The company has already announced it is working with Lazard to help address its debt load, and it successfully refinanced some of its debt just a year ago. Still, it has become increasingly difficult for leveraged retailers to tap the refinancing market, as lenders have become spooked by the increasing number of retail bankruptcies.
The New Real Estate Sector Playing Offense and Defense
As the real estate cycle churns on, it’s getting harder to find good ways to invest. Prices in many segments of the market are high, many metro areas are oversaturated with supply of homes, and too many long-term concerns dog other types of real estate, like malls.
But real estate investment trusts focused on renting out single-family homes are appealing to experts interviewed by MarketWatch, all of whom describe it as a great investment for the short and long term.
“It’s my favorite of the REIT sectors,” said David Corak, an analyst with FBR.
Corak’s reasoning: the major REIT sectors, from office to industrial to retail, “all have some sort of identifiable headwind. With single-family, it’s kind of the opposite.”
The single-family-rental model has grabbed headlines recently, after two of the largest players, Starwood Waypoint and the Blackstone Group’s Invitation Homes, announced plans to merge.
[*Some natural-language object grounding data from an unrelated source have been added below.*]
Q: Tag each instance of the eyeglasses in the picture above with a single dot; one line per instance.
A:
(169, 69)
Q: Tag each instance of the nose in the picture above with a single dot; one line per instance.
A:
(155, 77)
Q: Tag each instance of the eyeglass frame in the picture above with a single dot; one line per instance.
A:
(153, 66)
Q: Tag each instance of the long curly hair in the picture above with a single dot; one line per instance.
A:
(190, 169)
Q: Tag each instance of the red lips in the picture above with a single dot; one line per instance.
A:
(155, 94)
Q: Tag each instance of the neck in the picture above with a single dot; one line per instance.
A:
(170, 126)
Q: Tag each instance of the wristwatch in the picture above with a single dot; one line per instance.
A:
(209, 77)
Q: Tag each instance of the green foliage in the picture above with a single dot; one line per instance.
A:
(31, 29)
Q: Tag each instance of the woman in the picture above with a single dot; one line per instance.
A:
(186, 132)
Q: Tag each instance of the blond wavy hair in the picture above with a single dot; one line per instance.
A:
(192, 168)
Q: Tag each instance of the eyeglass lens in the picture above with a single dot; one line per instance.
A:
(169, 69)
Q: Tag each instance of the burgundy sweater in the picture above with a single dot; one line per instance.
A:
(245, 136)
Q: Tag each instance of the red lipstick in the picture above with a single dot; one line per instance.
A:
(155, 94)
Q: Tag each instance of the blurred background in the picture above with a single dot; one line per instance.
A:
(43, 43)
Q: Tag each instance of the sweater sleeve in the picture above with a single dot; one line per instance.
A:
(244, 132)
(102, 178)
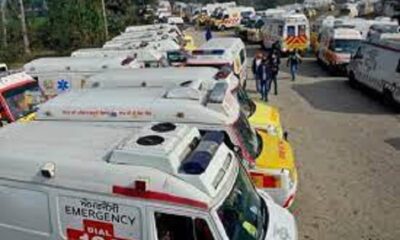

The new company will have over 82,000 properties, making it far and away the country’s biggest landlord in a market traditionally dominated by mom-and-pop owners.
Big institutional investors like Blackstone started snapping up single-family houses after the financial crisis, when such homes were available for a fraction of what they would have been in a normal market, and Americans increasingly turned to renting rather than homeownership.
Now, according to Doug Harter, an analyst with Credit Suisse, the companies are in a sweet spot: they can use their large scale to drive down expenses like property maintenance, as well as attract higher occupancy rates at a moment when demand for rental properties is likely to remain strong for some time.
read more: MarketWatch
Mortgage Rates Down, Applications Up
Mortgage applications moved higher last week, spurred by refinancers, as interest rates moved decisively lower.
Total mortgage application volume increased 3.3 percent, from the previous week, according to the Mortgage Bankers Association’s seasonally adjusted report. Volume remains 23 percent lower than the same week one year ago, when rates were even lower.
After pulling back for the last few weeks, more homeowners applied for a refinance, sending volume 5 percent higher for the week. Refinance volume has been relatively stagnant, even as rates edged lower, but last week rates took a bigger step backward.
The average contract interest rate for 30-year fixed-rate mortgages decreased to 4.06 percent, its lowest level since November. That’s down from 4.11 percent the previous week.
Have a prosperous day and great week ahead.